By Eric Ace 02.04.2020
What seems like an ever-growing genre is the so-called 'Rogue-like' where maps are randomly generated, dying has major consequences, and the difficulty is often higher than other games. Deep Sky Derelicts merges a few genres into the Rogue-like, with sci-fi trapping of a story, a collectable card game format, and a statistics system that feels like it was lifted straight out of Dungeons and Dragons. Taking a small team of three, the player must search through a multitude of ships while they try to find the mothership.
Told in a retro comic book style, Deep Sky Derelicts has an aesthetic that is fairly cool, but will likely be polarizing. Set in some unknown future, the player commands a small team that must slowly travel through various ships, finding enemies and treasures as they advance the story to try to find a mothership's location. Between explorations, players manage money, skills, and equipment for their team.
From the beginning, there is a LOT going on in this game. From a depth point of view this is a positive, but far too often there is just way, way too much going on with almost non-existent tutorials or references. There are several classes to pick from which all have different skills, can equip different weapons, and utilize different cards/equipment. Initially it is overwhelming, but perhaps in a good way with all the options presented. It does not take long in the game to realize most of these options are useless however.
The reason why is the general flow of the game. Players have a home base, where they can recharge energy, get gear, missions and head out. At the various 'dungeons', which are represented by a top-down map, they explore one tile at a time trying to find their way to relevant locations to fight or advance quests. Energy levels constantly deplete and force players to make multiple trips back to recharge before they can press on in a new direction on the ship. The exploration element was actually one of the more fun elements in the game, though it is incredibly simplistic. Part of the problem is some easily acquired upgrades practically destroy any difficulty or sense of exploration with this part of the game such as scanners which reveal substantial portions of the map.

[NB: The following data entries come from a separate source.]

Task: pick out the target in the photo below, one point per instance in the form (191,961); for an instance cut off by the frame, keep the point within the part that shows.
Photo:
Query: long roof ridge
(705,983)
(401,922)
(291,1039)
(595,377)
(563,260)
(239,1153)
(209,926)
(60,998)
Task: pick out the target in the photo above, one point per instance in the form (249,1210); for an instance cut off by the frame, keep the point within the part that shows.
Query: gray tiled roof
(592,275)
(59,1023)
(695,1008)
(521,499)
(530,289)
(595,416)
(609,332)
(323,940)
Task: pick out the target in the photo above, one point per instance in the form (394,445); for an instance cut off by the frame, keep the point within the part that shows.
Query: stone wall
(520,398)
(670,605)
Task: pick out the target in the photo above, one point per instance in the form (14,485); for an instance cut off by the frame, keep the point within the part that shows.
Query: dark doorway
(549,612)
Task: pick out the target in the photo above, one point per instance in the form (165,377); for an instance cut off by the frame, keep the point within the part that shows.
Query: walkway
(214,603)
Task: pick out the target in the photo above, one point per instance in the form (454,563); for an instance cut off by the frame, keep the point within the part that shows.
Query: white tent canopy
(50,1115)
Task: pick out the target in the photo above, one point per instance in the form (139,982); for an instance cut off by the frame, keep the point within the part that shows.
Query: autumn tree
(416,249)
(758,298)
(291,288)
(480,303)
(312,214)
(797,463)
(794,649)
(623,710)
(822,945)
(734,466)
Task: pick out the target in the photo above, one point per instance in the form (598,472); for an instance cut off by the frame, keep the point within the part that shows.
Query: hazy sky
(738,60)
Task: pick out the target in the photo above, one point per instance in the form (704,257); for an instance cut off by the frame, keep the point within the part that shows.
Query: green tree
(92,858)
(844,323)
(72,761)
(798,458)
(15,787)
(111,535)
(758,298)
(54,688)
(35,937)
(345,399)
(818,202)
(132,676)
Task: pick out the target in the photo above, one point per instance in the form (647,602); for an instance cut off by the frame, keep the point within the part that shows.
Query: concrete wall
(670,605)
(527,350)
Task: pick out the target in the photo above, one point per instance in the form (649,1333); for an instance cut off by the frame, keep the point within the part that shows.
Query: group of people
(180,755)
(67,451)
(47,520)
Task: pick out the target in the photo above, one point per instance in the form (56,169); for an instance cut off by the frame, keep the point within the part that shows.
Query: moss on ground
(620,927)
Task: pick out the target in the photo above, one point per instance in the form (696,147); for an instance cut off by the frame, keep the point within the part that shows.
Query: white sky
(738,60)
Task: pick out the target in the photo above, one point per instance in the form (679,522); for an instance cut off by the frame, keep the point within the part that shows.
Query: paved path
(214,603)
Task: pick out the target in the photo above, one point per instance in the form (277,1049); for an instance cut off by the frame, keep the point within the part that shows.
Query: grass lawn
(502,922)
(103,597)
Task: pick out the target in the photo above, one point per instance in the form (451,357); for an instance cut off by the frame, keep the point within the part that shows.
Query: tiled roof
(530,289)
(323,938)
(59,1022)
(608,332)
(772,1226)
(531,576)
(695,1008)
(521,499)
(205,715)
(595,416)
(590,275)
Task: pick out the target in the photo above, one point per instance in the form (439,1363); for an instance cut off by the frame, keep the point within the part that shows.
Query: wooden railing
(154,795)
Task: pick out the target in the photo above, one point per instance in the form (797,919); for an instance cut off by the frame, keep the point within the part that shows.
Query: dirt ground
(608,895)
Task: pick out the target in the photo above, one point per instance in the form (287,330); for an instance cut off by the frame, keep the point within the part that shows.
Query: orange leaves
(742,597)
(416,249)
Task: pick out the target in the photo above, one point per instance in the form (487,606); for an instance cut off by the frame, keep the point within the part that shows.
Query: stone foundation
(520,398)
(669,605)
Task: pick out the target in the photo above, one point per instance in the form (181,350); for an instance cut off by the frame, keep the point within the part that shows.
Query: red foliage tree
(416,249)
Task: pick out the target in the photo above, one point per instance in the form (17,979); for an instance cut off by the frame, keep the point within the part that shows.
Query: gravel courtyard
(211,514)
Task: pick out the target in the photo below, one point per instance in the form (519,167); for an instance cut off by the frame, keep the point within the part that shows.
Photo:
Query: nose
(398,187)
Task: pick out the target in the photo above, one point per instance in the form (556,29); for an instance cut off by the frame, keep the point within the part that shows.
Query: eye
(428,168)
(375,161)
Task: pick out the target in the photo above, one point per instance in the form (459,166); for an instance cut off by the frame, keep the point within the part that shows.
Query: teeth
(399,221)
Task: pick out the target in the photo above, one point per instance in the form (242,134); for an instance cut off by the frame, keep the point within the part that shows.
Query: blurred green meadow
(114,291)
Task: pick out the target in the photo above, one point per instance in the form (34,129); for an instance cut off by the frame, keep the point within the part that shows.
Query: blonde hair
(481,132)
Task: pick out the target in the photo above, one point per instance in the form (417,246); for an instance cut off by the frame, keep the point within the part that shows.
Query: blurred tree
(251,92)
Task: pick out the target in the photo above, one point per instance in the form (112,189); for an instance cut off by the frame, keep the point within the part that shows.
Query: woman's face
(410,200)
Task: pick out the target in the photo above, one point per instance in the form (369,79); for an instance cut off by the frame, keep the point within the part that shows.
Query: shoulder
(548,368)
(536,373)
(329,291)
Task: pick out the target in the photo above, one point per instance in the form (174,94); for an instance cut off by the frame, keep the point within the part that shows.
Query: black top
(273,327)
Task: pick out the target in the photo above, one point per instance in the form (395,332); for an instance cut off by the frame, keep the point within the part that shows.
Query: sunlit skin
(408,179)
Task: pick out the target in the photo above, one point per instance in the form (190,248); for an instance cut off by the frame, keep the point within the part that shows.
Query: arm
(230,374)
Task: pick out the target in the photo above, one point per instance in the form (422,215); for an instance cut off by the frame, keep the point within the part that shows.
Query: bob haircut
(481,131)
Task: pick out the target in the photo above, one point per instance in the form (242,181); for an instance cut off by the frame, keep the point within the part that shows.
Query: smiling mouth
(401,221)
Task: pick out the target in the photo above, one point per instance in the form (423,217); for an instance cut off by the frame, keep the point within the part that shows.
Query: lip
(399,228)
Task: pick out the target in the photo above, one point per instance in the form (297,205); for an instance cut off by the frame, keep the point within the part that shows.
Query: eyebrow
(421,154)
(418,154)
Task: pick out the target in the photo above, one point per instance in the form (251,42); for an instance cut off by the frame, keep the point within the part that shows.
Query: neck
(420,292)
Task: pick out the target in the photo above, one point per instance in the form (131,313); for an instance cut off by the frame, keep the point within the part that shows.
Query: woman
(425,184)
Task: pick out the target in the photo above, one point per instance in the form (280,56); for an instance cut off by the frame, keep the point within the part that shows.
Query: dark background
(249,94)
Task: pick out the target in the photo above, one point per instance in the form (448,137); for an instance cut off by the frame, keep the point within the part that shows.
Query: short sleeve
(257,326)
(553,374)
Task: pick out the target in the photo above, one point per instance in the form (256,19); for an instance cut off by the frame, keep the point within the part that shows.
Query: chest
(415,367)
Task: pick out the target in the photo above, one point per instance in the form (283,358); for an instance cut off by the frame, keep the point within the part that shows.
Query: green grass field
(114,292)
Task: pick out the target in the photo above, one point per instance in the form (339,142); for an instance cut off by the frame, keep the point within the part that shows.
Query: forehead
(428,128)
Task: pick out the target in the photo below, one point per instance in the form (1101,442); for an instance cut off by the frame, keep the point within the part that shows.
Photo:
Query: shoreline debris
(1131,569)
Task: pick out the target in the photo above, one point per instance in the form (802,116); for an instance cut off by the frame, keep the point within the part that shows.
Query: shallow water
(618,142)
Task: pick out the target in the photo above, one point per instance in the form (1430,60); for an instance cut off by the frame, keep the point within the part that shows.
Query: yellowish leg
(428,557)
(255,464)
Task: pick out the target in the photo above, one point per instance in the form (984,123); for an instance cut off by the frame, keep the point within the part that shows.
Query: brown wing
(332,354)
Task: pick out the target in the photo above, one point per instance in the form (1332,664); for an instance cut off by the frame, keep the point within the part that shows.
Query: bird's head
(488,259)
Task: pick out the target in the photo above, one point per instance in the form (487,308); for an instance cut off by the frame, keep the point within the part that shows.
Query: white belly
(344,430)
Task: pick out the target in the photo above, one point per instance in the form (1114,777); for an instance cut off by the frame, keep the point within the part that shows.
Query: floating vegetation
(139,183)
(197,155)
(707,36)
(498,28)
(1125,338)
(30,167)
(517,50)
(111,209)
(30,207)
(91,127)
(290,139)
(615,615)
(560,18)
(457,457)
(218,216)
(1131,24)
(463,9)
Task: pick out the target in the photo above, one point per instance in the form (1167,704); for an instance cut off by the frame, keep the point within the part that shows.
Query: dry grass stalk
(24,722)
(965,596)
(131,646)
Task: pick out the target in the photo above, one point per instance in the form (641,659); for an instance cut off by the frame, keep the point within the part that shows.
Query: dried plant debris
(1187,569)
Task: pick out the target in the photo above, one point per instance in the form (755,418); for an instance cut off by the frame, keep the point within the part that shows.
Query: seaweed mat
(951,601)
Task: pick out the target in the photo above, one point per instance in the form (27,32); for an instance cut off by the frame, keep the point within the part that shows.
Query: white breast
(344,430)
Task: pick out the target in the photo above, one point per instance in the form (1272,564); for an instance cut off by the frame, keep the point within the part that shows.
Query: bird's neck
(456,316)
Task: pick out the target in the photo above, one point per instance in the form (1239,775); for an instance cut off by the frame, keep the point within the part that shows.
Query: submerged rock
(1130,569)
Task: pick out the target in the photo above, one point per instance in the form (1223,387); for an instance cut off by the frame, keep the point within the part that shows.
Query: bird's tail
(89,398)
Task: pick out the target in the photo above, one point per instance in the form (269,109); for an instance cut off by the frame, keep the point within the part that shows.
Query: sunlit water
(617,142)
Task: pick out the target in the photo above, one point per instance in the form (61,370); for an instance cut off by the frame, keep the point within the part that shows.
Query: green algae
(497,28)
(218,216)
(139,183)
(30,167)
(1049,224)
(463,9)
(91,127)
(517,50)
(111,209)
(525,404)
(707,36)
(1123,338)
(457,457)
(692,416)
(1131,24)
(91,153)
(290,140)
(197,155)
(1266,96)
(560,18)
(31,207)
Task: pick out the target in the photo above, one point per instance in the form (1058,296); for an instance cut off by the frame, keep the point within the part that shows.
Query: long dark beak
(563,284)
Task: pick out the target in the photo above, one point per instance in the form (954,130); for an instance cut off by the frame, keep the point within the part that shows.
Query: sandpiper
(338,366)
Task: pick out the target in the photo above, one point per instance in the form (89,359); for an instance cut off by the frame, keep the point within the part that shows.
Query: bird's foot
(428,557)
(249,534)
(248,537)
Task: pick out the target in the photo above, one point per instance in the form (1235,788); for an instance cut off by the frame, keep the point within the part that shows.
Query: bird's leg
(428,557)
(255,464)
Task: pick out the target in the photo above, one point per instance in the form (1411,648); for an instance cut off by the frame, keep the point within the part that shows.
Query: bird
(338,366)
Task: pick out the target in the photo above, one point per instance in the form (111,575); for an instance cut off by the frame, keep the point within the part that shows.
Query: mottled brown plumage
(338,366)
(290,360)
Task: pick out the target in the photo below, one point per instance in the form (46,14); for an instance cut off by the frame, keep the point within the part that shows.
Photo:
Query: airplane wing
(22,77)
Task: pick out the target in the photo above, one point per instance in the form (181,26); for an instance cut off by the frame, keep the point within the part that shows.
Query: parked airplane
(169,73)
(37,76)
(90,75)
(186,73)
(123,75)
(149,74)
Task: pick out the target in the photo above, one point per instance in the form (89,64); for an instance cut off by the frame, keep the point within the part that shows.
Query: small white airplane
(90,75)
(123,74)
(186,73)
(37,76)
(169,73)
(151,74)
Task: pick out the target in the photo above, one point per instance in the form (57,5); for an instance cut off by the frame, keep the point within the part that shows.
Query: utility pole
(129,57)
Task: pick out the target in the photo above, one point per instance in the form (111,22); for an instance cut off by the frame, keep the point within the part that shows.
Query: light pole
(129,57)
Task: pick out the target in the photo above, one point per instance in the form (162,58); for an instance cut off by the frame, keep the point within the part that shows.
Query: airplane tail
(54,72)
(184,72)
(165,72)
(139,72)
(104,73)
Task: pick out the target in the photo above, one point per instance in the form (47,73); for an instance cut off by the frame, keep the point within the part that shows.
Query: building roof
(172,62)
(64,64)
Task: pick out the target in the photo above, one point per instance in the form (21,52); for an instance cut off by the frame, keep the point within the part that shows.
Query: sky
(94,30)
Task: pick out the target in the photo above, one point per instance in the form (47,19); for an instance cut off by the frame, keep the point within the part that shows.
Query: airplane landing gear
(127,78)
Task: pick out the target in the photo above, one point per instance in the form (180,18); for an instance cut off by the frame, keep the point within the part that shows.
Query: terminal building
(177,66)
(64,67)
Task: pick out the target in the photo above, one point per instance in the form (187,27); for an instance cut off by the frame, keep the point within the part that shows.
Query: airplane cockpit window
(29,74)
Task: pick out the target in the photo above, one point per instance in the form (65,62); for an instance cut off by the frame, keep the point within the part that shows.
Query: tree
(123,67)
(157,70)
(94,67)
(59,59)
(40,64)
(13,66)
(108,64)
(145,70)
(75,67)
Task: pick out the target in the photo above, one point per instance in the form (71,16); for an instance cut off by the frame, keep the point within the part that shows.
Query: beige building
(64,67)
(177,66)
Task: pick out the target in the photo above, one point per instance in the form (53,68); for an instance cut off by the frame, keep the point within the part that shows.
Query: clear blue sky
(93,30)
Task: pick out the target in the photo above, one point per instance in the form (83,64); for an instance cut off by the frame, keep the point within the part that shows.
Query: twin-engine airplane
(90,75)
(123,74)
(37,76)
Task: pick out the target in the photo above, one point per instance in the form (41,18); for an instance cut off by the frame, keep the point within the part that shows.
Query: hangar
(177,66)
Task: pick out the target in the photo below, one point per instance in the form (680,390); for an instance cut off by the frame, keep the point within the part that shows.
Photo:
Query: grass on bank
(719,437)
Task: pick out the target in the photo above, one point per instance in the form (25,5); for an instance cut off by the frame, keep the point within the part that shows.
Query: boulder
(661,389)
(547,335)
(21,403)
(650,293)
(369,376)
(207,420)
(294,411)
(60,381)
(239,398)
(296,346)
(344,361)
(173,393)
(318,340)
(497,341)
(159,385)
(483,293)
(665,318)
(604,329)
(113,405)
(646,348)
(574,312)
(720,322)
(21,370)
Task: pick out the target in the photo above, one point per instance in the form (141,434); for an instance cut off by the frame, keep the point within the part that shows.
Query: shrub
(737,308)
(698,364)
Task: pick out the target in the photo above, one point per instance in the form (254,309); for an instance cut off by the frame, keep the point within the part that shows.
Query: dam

Through there is a huge amount of writing in this game, it is a little disconcerting how utterly meaningless it all is. There is very little story told, zero atmosphere set up in dialogue, and even talking to characters the stories are odd and lack any impact. For example one quest involved loading a woman into a cannon to shoot her at another ship, or another was about a guy who wanted to merge with a machine. They either come off as odd, like the first one, or have potential depth like the second but gets about 5 lines of dialogue as some computer says 'he merged with me' and no further details, discussion, or anything about what happens or what it means. For an RPG, especially a sci-fi one like this, lacking any serious story or reason to care about anything is a major detractor from the game.
Fights are one of the other major areas of the game. The system is unique, but unfortunately fatally flawed. It is a turn based card game, where each character has various attack cards based on their class and their equipment. A leader class will have boosting cards, a sniper will have rifle attack cards, and a melee class will have powerful melee cards. From each characters 'deck' they will draw a few cards and the player will pick which card to attack with.
The idea is actually fairly cool and really could have been expanded on. The flaw comes from the way it interacts with equipment. Each piece of gear (and each sub-gear you can equip with these) comes with its own set of cards. Most of these are not very good. As a result they jam up your deck with useless moves, so the natural conclusion is to not equip them. This then destroys the gameplay loop of looting and grinding, as all this gear that is found largely cannot be used without actually making the character worse.
Along with this, it was clear the developers put a lot of thought into the game, but in this case it went so far overboard as to be tough to recommend. There are far too many stats to truthfully pay attention to, and they are often hidden behind oddly designed GUI choices. For example a typical equipment might offer things like 'Medical +10, critical chance +5, deadly+2', ok, so we can click on 'medical' and see that this boosts several other things, but nowhere does is show what exactly 'critical chance' does, or what the character's current stat for this is. This problem continues with a plethora of various terms that the equipment can have on it, a vast majority cannot be clicked on or explained.
This is a game that is an example of misappropriating resources as far as its development went. The exploration was the best part of the game, and lacks any real depth to it. Whereas the fighting is rather dry (only a few strategies and cards are any good), and the stats are simply far too convoluted to be of much interest. Things are just too hard to do for what should be simple, such as equipping characters or seeing what something actually does. From the thousands of items which all visually look nearly identical, to unreferenced stats, it is tough to recommend this as it currently is.
Great ideas and some outright fun is far too often marred by technical glitches, a maddening GUI, and simply overwhelming amounts of numbers and terms with very little information as to what any of it does. The originality of the game is cool but there are too many ideas were packed in without actually making sure they all work together coherently.